06 dicembre 2023

ANNIVERSARI: 5. 1949-2023: Le Convenzioni di Ginevra necessarie e utili, ma insufficienti

In questi tempi turbati dagli orrori di molte guerre, che evidenziano quanto odio e quanta ingiustizia ci siano ancora nel mondo, invano s’invocano le «Convenzioni di Ginevra» perché venga rispettato almeno il diritto umanitario internazionale. L’opinione pubblica è sconvolta da quel che avviene in Ucraina, nel Vicino Oriente e in altre parti del pianeta, ma non riesce a mobilitarsi contro i veri responsabili di crimini di guerra. Talvolta si ha l’impressione che trincerandosi dietro un senso d’impotenza, di fatto si voglia lasciare ad altri il compito di denunciarli, per esempio all'ONU, alla UE, al Papa o a qualche governo influente. Del resto è difficile escludere che questo senso d’impotenza nasconda una diffusa indifferenza e acquiescenza di fronte alla presunta inevitabilità della guerra.

Necessità di una presa di coscienza universale

Si può comprendere don Abbondio nei Promessi Sposi del Manzoni, che di fronte al rimprovero del cardinale Federico Borromeo di essere venuto meno ai suoi doveri cerchi di giustificare le sue paure dicendo che «il coraggio, uno, se non ce l’ha, mica se lo può dare»; infatti il povero prete rischiava davvero. Ma come si può comprendere che le nostre società, securizzate da servizi d'«intelligence» efficienti, da potenti sistemi di difesa e da alleanze militari superdotate, accettino che continui la guerra devastante in Ucraina con centinaia di migliaia di morti e una regione altamente popolata come la Striscia di Gaza sia rasa al suolo con migliaia di morti? Come si può non denunciare che la guerra è una violazione evidente dei diritti umani, del diritto alla vita, del diritto alla prosperità comune?

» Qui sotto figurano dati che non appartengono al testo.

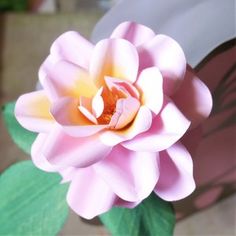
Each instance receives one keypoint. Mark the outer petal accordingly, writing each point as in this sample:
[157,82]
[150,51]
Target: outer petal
[135,33]
[176,174]
[115,58]
[193,98]
[150,84]
[66,113]
[122,203]
[74,48]
[66,79]
[166,54]
[66,151]
[37,156]
[89,195]
[49,63]
[131,175]
[141,123]
[167,128]
[32,111]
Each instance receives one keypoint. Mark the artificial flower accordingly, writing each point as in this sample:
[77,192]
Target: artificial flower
[110,118]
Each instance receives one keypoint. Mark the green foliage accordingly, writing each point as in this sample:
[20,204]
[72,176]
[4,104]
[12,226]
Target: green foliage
[153,217]
[32,202]
[22,137]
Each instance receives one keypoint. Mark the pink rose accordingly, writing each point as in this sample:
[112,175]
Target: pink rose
[110,117]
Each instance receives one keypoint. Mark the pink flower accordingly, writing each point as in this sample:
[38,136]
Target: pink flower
[110,117]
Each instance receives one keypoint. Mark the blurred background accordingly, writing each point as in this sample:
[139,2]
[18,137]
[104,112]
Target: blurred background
[27,29]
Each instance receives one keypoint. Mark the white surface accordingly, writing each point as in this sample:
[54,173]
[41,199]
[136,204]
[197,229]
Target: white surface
[199,26]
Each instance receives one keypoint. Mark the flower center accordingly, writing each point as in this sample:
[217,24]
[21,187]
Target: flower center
[115,104]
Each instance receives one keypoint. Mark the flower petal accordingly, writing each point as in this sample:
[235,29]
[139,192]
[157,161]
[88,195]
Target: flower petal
[38,158]
[122,203]
[74,48]
[65,151]
[131,175]
[176,174]
[126,109]
[74,123]
[193,98]
[98,103]
[115,58]
[150,84]
[32,111]
[89,195]
[135,33]
[66,79]
[141,123]
[167,128]
[166,54]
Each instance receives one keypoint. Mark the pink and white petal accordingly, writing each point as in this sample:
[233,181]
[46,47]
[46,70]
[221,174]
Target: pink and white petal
[67,79]
[72,47]
[98,103]
[47,85]
[122,86]
[89,195]
[37,156]
[150,85]
[122,203]
[74,123]
[193,98]
[131,175]
[32,111]
[115,58]
[176,174]
[164,53]
[137,34]
[167,128]
[67,174]
[65,151]
[142,122]
[126,109]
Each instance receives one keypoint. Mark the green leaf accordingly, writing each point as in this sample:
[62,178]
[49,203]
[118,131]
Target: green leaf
[22,137]
[32,202]
[153,217]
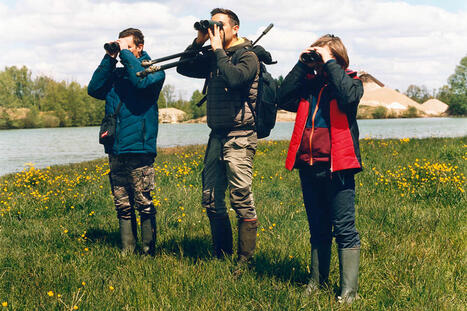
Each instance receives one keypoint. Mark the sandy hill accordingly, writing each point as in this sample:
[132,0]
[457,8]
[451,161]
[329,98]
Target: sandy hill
[434,107]
[171,115]
[388,98]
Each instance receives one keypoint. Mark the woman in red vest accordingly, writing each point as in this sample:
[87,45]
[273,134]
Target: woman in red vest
[324,147]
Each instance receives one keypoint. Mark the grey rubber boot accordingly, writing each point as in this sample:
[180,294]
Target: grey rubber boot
[148,234]
[349,261]
[320,262]
[221,231]
[246,239]
[127,235]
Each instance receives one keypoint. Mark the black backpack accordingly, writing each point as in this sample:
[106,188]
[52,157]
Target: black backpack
[266,101]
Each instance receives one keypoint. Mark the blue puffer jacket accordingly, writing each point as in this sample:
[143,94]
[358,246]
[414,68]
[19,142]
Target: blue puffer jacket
[137,121]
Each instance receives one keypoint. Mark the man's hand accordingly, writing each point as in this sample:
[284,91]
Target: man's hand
[202,37]
[324,51]
[123,42]
[215,37]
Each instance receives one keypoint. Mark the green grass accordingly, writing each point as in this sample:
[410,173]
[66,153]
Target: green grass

Purtroppo, anche quando si richiamano le Convenzioni di Ginevra, adottate soprattutto per proteggere le popolazioni civili, si dà per scontato che le guerre siano inevitabili, benché tutti aspirino a vivere in pace. Eppure è difficile dar torto a Papa Francesco, quando sostiene che «la guerra è sempre una sconfitta», che «non dobbiamo abituarci alla guerra, a nessuna guerra» e che «non dobbiamo permettere che il nostro cuore e la nostra mente si anestetizzino davanti al ripetersi di questi gravissimi orrori contro Dio e contro l'uomo».

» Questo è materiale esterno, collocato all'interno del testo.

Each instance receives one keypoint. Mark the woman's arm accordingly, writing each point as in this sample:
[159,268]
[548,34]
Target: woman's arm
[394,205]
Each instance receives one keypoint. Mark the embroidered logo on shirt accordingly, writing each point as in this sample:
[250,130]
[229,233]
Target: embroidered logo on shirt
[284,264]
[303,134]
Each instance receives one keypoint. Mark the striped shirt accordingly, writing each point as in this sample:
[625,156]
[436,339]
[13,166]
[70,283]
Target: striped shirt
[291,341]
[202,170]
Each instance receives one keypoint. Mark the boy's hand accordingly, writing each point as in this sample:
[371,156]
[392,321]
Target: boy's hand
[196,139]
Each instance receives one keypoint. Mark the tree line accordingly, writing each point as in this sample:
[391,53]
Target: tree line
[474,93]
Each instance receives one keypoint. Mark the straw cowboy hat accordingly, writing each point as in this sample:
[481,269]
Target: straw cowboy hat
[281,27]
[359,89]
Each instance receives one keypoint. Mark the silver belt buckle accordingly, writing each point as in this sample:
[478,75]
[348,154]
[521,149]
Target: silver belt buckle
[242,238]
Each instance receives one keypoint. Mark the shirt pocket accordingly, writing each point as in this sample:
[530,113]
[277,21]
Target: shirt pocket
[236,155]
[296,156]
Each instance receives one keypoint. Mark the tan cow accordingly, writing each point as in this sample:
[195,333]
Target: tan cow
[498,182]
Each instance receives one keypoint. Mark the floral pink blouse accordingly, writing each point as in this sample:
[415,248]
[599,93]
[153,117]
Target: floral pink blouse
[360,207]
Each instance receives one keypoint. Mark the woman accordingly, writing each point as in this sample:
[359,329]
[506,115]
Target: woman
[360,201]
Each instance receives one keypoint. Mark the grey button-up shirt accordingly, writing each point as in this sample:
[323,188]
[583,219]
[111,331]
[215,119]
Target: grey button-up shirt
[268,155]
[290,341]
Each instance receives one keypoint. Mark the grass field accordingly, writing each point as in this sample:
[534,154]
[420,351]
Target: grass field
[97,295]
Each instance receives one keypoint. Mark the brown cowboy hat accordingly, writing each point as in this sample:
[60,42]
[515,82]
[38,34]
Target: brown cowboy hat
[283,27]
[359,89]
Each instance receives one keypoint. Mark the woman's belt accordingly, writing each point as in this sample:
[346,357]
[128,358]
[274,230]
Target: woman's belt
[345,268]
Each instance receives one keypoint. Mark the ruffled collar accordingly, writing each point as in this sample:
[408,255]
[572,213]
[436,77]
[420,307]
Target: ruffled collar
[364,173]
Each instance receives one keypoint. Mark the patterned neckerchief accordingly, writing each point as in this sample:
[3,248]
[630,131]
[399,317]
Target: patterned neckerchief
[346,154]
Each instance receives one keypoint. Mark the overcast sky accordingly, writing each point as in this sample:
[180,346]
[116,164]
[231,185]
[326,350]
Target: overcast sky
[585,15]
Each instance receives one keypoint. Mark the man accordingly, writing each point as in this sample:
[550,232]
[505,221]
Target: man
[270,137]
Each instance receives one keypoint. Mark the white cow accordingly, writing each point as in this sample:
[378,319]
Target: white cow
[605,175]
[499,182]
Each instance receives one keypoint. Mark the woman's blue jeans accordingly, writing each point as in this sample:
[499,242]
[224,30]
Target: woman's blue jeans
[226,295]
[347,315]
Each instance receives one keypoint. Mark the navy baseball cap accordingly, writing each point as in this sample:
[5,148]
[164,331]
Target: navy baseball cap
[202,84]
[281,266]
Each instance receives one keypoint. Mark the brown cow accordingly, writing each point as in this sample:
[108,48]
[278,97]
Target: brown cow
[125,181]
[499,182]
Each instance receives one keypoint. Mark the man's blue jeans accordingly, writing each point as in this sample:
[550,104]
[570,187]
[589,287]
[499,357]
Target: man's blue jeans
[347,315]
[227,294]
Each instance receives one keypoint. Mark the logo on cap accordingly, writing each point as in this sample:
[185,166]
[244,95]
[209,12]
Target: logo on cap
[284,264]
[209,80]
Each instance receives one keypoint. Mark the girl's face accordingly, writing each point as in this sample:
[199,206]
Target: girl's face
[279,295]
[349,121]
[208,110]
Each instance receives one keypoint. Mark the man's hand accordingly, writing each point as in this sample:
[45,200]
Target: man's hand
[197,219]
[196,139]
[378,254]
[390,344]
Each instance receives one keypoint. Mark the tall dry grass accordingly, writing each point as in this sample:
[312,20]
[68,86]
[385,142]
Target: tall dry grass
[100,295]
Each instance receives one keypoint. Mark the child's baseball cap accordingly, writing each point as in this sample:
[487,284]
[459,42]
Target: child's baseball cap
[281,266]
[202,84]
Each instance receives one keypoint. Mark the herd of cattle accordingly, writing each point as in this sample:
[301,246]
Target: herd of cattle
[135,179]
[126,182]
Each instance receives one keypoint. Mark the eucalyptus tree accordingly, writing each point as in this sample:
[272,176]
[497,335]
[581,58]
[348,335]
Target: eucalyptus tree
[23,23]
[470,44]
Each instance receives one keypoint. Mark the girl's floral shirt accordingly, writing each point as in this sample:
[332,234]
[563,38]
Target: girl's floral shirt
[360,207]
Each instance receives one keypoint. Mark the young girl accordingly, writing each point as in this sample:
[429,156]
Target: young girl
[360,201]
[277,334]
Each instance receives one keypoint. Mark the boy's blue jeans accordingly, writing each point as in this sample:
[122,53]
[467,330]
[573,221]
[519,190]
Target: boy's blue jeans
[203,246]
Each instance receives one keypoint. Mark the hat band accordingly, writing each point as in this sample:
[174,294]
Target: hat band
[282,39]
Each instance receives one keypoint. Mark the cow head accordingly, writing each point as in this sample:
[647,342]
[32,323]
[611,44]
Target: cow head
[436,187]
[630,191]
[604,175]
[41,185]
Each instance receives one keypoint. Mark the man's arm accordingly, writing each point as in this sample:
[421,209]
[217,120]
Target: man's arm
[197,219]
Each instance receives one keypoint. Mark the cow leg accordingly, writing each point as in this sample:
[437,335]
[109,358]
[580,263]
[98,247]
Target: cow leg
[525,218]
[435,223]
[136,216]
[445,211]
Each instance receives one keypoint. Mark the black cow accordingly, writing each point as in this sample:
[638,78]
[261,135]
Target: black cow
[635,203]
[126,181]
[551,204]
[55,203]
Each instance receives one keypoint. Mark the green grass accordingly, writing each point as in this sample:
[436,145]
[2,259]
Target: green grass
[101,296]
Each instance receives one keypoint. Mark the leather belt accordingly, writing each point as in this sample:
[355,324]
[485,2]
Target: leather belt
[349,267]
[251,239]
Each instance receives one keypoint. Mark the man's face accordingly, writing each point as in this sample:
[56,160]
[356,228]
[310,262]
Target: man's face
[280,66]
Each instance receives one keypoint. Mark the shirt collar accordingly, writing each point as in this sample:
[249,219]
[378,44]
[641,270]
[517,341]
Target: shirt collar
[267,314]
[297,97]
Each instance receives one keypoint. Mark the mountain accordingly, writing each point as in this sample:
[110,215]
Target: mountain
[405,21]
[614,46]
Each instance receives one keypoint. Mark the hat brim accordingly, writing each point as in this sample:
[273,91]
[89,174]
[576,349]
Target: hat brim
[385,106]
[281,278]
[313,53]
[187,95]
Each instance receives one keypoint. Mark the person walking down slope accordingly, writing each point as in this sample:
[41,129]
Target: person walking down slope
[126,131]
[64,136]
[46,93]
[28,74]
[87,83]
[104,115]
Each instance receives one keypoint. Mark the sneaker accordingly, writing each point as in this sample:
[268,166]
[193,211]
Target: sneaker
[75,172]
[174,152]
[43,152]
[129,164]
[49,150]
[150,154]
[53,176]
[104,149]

Manca evidentemente la volontà comune di estirpare la guerra non solo dai vocabolari di tutto il mondo, ma anche e soprattutto dalle coscienze di quanti non hanno ancora recepito i nuovi orientamenti del diritto internazionale basato sui diritti delle persone prima che sul diritto degli Stati. Una falsa coscienza patriottica impedisce ancora di superare il vecchio principio dell’integrità territoriale degli Stati e di accettare principi come la soluzione pacifica delle controversie internazionali, l’uguaglianza dei popoli, il rispetto dei diritti dell’uomo e delle libertà fondamentali per tutti senza distinzioni di razza, di sesso, di lingua o di religione, ecc.

Le Convenzioni di Ginevra

Le Convenzioni di Ginevra, di cui ricorre quest’anno il 74° anniversario della loro adozione, hanno sempre ricordato ai belligeranti alcune esigenze minime nel condurre le operazioni militari, ma non sono ancora riuscite a indurli a risolvere pacificamente le controversie, evitando l’uso delle armi. Eppure, per citare ancora Papa Francesco, «la pace è sempre possibile», basta cercarla e volerla! Ma basterebbe anche solo ricordare l’origine di quelle Convenzioni. La prima e la seconda guerra mondiale avevano prodotto decine di milioni di vittime militari e civili, intere generazioni di giovani decimate, nazioni devastate dalle distruzioni e dalle lacerazioni profonde nel tessuto sociale, popolazioni ridotte alla fame e costrette ad emigrare.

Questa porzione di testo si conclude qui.